Searing. Baking. Infernal. Merciless, unfiltered solar radiation relentlessly roasting the martian earth. From the crack of dawn it was basically intolerable; hundreds, maybe thousands, forced from their tents early doors to seek whatever shade they could muster in the lee of fences, trees, desiccated bushes.
Were we bothered? Were we fuck. It was glorious. It’ll go down in history as ‘the sunny year’, and man alive were we here for it. It’s a party, first and foremost, Boomtown. A colossal, unhinged, mashup rave. It also happens to be a dazzlingly impressive living adventure game, with a gigantic cast of skilled actors in full costume, phenomenal set design, deep lore and a convoluted plot that goes back years. Like, you have to see it to believe it. It’s probably the world’s biggest escape room. Punchdrunk levels of intricacy. Secret Cinema, quite literally on acid.

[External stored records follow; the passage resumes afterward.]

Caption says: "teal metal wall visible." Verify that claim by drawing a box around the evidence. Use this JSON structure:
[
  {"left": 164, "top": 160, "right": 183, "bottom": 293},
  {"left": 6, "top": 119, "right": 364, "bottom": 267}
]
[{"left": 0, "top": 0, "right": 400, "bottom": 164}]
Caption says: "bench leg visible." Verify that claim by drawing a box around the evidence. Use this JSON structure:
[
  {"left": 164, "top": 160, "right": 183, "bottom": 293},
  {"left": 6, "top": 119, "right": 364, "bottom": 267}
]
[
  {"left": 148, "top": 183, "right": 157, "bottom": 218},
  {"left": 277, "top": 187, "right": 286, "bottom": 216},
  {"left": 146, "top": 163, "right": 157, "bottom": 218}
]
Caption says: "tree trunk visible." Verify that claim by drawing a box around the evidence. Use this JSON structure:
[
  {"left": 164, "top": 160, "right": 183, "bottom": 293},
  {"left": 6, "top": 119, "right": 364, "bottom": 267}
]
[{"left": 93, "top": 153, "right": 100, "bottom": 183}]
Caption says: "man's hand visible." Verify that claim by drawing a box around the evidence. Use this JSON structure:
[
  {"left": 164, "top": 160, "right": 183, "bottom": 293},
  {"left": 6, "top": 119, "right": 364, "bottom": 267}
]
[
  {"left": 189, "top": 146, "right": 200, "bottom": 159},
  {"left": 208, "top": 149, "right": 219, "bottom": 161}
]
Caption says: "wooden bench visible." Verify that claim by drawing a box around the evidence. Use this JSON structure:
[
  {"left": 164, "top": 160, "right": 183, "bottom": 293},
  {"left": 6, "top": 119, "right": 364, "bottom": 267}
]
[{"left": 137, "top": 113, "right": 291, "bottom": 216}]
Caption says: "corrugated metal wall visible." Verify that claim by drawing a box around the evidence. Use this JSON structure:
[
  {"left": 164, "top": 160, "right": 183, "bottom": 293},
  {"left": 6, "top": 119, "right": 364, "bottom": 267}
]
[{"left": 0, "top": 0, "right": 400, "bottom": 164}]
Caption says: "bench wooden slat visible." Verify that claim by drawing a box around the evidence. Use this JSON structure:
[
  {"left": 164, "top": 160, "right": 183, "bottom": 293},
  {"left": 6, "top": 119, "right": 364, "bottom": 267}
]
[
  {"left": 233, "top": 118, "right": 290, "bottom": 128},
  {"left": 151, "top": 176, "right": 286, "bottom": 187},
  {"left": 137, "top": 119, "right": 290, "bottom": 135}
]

The really cool thing, I think, is you can engage with all that stuff as much as you like. Bimble around the Job Centre, the Post Office, the Police Station collecting seeds and doing whatever nerdy little quests they set up months, years probably, in advance. I can’t stress enough how rich the storytelling is. How brilliant the actors are, or how luminously the sets sparkled in the afternoon sunshine.
Or, you can just get on it and rave. Which is what I did.
Beforehand there was lots of online sniping about the lineup. No big names, a pisstake for 250 quid, some said. Well balls to them. For me – not especially inclined towards electronic music – it was a feast of freshness, a banquet of thrilling new-minted sounds.
A very clever friend told me modern dance music sounds the way it does as an unexpected legacy of the smoking ban. Before that, in 2007, your ravers and your wreckheads merrily huffed endless tabs in sweaty basements. Afterwards, they had to go outside. So DJs who wanted to keep their crowds on the dancefloor had to up their game. Keep the interest coming, thick and fast, with regular stomach-churning drops and strange intoxicating wub-wub-wubbery.
The result? Awesome, alien music. Artists with mental, hilarious names, like Mandidextrous. Partiboi69. Daniel Avery.
Writing about music is a mugs game – dancing to architecture, right? – and as I say I’m a noob. But the richness and diversity in that scene was so striking to me. Gabber. Hard House. Nosebleed. God knows what else. All I know is it never let up. I never wanted it to. Every monumental space – Origin stage with its standing stones, Grand Central with its bold, bonkers 80s-futurist vibe – rattled with relentless inventiveness.
Yes, there were live bands. The best of which, for me, seamlessly integrated with that boom-ting aesthetic. Gentleman’s Dub Club – the keynote act here, perhaps – took on Grand Central with aplomb. Ed Cox and E-Coli smashed it late doors at The Fools Leap, with accordion and hard… I wanna say techno? Whatever. Bite me. I had fun.
Fabio & Grooverider and The Outlook Orchestra did a swell thing, a main-stage overview of the history of Jungle and Drum and Bass. We all pogoed, hard, to a harp! With an actual goddamn conductor! Brilliant stuff.
I happened upon loads of juicy nuggets. Hak Baker, on delirious form. Furious anarchy-punk from Bad Breeding at Hangar 161. Conscious reggae from Hempress Sativa. Deathless poetry from Kae Tempest. Psytrance I was way, way too far gone to make notes about.
I hear the designers scaled back on fire, wisely, this incendiary August. Still, I saw a shit-tonne of fire. Great flaming gouts raged from the sets, day and night, boiling away whatever moisture lingered in the parched air with a sickening ‘crump’. I had an eerie feeling the dystopian Boomtown plotline was somehow leaking into wider reality. Is this climate change, kiddoes? Really hope one of you gorgeous, gym-bodded party animals susses that out soon, once you’ve zig-zagged off this mad spangled ferris wheel. Else we’re screwed.
It’s a sexy festival, Boomtown. Not in a sleazy way, far from it, remarkably, considering how beautiful basically everybody is. But the story – again, something to do with seeds, whatever nerd, look it up – and its sub-games and artwork and vibe all ooze an unmistakable horniness. Nowhere moreso than Traumaville, a little sideshow burlesque thing. We watched agog while some wild goddess clamped her body with crocodile clips and swaddled her face in actual clingfilm: satanic doomcore bleeding from her sub. Christ on a bike – Boomtown was hot.